Akademik Veri Yönetim Sistemi
JOURNAL OF MOLECULAR STRUCTURE, cilt.1323, 2025 (SCI-Expanded)
A coupling precursor, 4-hexanoyl-5-methyl-2-phenyl-2,4-dihydro-3H-pyrazol-3-one, 1 synthesized by the reaction of 3-methyl-1-phenyl-1H-pyrazol-5-one with hexanoyl chloride was reacted with 2-aminophenol to synthesize (E)-4-(1-((2-hydroxyphenyl)imino)hexyl)-5-methyl-2-phenyl-2,4-dihydro-3H-pyrazol-3-one, 1a. The compounds were characterized by conventional spectroscopic techniques, 1H and 13C NMR, UV-Visible, FTIR spectroscopy and single crystal X-ray crystallograpic structural determinations and computational techniques. To augment the experimental data, DFT calculations were carried.
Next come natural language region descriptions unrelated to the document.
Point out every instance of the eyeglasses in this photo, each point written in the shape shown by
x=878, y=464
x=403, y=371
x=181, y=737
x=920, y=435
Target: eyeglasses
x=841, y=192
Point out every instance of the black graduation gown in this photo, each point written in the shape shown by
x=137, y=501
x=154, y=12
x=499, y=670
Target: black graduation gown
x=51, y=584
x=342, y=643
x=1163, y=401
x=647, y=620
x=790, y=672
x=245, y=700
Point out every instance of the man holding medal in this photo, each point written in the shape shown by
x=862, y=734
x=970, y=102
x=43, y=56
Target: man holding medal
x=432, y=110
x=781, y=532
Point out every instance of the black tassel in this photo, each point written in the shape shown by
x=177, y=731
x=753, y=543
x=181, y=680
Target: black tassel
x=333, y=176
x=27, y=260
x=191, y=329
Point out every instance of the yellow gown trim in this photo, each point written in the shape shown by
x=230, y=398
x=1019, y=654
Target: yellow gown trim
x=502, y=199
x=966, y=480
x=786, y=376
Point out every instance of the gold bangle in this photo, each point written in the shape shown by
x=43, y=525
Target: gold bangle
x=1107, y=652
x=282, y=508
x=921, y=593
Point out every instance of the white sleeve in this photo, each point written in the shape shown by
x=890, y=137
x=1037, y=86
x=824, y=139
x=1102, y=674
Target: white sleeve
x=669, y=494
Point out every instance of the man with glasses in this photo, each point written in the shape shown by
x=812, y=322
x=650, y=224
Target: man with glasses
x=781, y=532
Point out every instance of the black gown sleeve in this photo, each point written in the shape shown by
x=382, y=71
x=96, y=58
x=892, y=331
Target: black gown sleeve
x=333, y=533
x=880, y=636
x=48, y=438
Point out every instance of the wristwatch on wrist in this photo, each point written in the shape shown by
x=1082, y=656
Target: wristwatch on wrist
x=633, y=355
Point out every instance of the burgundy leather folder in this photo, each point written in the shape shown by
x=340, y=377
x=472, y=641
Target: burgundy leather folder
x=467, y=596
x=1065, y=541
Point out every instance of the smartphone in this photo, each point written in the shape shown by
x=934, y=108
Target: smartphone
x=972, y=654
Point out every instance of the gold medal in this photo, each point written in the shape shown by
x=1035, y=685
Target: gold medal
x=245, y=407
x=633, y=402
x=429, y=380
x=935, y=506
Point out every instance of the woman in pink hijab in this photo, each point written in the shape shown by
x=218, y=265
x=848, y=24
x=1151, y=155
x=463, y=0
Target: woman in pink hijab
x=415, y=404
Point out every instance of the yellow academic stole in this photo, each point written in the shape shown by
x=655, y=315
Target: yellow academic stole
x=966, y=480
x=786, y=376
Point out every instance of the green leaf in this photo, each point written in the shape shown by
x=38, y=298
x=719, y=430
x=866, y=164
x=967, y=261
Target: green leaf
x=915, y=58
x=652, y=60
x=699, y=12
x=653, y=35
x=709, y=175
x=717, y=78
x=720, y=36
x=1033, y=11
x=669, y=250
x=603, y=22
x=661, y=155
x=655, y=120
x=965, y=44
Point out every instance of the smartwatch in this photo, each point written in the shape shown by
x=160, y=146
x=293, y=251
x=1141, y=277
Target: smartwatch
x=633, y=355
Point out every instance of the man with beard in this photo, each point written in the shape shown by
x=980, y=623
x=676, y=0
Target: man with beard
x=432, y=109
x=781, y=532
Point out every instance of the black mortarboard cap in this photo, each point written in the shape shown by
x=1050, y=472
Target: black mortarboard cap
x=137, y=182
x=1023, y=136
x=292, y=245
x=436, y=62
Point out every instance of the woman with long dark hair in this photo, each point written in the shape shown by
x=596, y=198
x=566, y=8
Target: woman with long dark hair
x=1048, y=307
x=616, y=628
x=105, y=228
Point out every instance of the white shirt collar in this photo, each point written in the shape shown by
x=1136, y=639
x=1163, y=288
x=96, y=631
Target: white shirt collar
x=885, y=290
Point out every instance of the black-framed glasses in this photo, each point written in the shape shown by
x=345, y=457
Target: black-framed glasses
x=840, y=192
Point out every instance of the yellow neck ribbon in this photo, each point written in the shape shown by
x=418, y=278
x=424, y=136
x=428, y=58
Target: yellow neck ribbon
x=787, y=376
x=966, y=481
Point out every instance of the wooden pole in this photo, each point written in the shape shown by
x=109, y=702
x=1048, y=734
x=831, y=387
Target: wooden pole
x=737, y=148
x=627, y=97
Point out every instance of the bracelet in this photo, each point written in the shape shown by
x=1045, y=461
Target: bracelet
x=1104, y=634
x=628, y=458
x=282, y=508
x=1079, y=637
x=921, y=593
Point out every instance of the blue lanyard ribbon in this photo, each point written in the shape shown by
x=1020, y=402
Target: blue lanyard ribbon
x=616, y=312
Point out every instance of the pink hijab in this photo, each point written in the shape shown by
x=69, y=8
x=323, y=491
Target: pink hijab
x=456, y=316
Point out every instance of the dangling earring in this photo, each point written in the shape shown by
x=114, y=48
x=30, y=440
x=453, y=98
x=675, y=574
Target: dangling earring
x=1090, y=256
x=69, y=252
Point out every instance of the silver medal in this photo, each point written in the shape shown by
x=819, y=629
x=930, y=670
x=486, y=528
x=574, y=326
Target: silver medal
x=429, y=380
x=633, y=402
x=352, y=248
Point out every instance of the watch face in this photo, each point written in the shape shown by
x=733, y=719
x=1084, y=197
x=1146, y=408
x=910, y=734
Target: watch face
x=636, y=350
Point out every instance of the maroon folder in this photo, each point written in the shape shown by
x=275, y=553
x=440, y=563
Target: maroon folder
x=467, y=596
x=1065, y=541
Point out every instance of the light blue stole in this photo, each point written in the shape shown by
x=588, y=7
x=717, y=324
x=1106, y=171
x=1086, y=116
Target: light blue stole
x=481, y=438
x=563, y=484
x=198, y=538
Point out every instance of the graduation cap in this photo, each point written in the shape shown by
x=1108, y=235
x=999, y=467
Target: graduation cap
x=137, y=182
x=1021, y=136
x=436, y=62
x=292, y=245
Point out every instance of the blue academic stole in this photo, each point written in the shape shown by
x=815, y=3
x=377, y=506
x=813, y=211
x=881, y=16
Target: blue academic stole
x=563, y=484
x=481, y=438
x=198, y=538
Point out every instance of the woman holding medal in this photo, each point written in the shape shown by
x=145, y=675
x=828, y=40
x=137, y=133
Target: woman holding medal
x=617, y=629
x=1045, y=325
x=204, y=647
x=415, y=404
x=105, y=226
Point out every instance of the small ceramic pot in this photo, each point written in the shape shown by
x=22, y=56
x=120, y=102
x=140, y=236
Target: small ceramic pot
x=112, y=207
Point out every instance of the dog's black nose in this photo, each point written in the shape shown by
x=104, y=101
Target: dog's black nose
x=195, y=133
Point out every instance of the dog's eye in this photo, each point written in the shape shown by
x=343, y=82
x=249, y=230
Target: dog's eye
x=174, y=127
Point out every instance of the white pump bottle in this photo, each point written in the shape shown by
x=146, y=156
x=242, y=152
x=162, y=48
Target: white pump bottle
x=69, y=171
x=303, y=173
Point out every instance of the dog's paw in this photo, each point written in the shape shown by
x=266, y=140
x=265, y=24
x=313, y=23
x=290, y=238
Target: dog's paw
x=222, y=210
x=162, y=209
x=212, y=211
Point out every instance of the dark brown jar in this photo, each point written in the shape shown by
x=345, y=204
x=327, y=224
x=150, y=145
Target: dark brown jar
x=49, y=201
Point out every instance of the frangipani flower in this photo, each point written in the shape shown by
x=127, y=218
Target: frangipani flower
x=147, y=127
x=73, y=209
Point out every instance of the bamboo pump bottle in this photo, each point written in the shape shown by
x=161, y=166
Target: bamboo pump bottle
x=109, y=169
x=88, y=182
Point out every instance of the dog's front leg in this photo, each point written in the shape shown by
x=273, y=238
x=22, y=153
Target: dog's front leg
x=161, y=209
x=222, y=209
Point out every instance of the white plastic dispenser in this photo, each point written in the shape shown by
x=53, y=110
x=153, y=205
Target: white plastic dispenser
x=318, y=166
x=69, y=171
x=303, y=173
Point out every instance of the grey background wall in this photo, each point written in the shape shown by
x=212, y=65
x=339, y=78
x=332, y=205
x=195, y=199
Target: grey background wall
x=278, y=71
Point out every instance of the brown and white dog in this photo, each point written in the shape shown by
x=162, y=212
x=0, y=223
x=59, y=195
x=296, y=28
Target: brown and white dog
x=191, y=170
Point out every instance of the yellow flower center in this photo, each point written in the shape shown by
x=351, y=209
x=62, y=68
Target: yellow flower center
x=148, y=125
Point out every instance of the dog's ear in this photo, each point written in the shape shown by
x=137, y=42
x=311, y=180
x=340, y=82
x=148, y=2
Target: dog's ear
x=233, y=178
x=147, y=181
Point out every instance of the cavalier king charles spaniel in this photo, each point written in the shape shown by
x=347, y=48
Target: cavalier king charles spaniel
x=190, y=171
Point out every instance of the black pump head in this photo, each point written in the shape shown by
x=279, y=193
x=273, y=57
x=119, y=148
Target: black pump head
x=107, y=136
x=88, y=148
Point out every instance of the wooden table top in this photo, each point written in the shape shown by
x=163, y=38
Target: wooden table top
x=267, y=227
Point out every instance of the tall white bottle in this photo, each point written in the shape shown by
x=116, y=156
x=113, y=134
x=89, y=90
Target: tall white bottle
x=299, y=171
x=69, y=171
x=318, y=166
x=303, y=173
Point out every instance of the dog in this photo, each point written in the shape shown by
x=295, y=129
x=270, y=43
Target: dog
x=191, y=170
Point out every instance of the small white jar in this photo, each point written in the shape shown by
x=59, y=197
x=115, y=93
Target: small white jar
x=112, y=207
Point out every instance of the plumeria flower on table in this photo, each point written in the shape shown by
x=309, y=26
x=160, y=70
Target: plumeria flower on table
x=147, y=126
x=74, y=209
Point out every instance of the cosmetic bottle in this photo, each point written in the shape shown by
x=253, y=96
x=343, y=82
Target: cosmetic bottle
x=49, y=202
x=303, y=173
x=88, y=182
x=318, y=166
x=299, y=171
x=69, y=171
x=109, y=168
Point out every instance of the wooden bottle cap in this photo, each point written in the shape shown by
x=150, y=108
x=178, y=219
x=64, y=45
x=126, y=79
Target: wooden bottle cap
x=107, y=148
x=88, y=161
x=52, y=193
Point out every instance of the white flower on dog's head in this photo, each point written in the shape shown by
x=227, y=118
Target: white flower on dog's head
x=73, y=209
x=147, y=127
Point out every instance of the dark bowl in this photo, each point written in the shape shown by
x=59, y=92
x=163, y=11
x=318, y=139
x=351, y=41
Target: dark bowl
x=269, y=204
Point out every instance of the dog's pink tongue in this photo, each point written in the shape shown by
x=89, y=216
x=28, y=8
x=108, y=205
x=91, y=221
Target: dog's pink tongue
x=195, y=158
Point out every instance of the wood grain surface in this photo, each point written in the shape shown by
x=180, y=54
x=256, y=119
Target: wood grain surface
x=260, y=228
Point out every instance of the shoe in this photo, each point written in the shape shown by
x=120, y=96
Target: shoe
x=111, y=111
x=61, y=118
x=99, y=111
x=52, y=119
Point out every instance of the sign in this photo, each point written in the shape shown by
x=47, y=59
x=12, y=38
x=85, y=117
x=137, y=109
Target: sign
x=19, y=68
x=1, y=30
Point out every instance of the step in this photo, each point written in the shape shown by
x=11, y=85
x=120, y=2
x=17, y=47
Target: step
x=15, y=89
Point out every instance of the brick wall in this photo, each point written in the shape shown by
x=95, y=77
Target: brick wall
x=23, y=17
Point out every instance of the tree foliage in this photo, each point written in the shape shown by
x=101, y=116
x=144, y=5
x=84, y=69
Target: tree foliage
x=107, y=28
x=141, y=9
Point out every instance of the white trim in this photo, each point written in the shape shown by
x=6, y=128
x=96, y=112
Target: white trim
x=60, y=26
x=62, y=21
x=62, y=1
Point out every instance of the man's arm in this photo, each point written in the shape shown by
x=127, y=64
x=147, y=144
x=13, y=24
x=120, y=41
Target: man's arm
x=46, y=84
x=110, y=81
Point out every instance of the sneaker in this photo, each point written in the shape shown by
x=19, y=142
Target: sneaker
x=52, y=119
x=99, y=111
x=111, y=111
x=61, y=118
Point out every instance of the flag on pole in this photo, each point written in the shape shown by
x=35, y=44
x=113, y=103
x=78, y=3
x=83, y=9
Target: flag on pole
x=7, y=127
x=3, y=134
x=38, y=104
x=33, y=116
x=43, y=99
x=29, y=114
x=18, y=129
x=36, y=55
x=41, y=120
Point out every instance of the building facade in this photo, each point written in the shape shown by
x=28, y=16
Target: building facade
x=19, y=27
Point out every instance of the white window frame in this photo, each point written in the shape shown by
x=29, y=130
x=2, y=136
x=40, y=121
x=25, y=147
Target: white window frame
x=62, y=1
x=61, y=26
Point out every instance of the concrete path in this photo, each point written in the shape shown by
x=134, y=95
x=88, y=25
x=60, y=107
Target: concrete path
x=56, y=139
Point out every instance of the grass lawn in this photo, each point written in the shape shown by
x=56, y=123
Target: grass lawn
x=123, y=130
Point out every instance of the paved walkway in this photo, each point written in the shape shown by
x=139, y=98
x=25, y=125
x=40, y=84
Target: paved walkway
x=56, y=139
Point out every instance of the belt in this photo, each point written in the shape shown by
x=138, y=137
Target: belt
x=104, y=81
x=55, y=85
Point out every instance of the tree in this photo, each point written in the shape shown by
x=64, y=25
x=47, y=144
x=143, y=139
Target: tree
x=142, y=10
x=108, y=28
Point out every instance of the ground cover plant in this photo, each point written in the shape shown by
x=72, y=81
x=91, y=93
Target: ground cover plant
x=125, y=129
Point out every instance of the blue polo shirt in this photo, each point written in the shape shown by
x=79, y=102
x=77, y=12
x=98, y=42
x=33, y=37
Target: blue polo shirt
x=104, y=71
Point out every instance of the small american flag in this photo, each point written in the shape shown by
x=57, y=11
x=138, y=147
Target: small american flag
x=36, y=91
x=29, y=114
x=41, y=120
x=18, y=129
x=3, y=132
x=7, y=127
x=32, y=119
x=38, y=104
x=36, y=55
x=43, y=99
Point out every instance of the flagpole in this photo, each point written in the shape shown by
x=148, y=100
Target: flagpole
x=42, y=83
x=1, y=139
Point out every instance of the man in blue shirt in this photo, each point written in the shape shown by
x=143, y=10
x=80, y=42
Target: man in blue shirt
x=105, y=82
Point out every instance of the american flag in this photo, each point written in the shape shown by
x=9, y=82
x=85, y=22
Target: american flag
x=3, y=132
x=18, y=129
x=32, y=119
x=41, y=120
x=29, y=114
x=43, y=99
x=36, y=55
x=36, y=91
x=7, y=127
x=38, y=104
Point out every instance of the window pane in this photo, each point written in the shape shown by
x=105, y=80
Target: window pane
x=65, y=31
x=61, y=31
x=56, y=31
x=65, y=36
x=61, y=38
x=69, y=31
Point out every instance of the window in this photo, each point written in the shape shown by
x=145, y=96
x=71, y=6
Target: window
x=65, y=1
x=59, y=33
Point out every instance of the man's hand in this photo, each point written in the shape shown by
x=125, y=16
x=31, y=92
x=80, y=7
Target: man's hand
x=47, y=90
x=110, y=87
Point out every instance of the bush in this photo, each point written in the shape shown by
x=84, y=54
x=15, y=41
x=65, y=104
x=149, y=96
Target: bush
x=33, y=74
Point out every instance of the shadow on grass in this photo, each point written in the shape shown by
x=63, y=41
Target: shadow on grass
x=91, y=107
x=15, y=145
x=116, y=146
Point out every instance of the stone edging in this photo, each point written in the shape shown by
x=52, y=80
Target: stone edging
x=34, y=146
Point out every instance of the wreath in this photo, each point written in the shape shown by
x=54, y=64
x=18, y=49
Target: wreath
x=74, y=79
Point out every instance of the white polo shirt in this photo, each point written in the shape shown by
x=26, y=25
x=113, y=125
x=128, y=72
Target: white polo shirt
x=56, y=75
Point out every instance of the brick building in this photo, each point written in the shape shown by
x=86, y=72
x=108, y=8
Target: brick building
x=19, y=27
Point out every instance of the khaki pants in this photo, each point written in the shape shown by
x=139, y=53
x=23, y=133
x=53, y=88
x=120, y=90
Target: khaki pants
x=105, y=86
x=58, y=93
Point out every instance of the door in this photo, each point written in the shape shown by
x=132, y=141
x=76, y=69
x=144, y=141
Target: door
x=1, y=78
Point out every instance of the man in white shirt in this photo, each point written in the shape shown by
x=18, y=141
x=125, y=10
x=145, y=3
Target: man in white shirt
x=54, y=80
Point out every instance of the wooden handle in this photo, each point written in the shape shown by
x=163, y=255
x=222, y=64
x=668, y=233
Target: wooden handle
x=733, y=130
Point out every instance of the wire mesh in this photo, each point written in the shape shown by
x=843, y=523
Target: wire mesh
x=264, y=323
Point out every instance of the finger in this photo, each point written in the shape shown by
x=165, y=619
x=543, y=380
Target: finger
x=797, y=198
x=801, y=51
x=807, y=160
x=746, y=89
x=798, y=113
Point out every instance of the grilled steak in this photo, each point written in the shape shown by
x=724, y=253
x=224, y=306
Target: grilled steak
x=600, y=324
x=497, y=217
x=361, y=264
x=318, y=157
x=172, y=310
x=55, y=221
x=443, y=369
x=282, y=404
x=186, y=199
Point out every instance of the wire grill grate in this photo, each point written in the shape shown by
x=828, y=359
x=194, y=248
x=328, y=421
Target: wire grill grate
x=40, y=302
Molecular dockings were used to predict the interactions between, 1a with some biological targets. The binding free energies in the Plasmepsin II active sites indicated anti-malarial activity against P. falciparum in epidermal growth factor receptor (EGFR) inhibition, anti-inflammatory properties against human peroxiredoxin 5, and anticancer properties. With binding energies less than -5.00 kcal/mol, the results indicate that 1a is a potential drug target for anti-inflammatory, antimalarial and anti-cancer properties.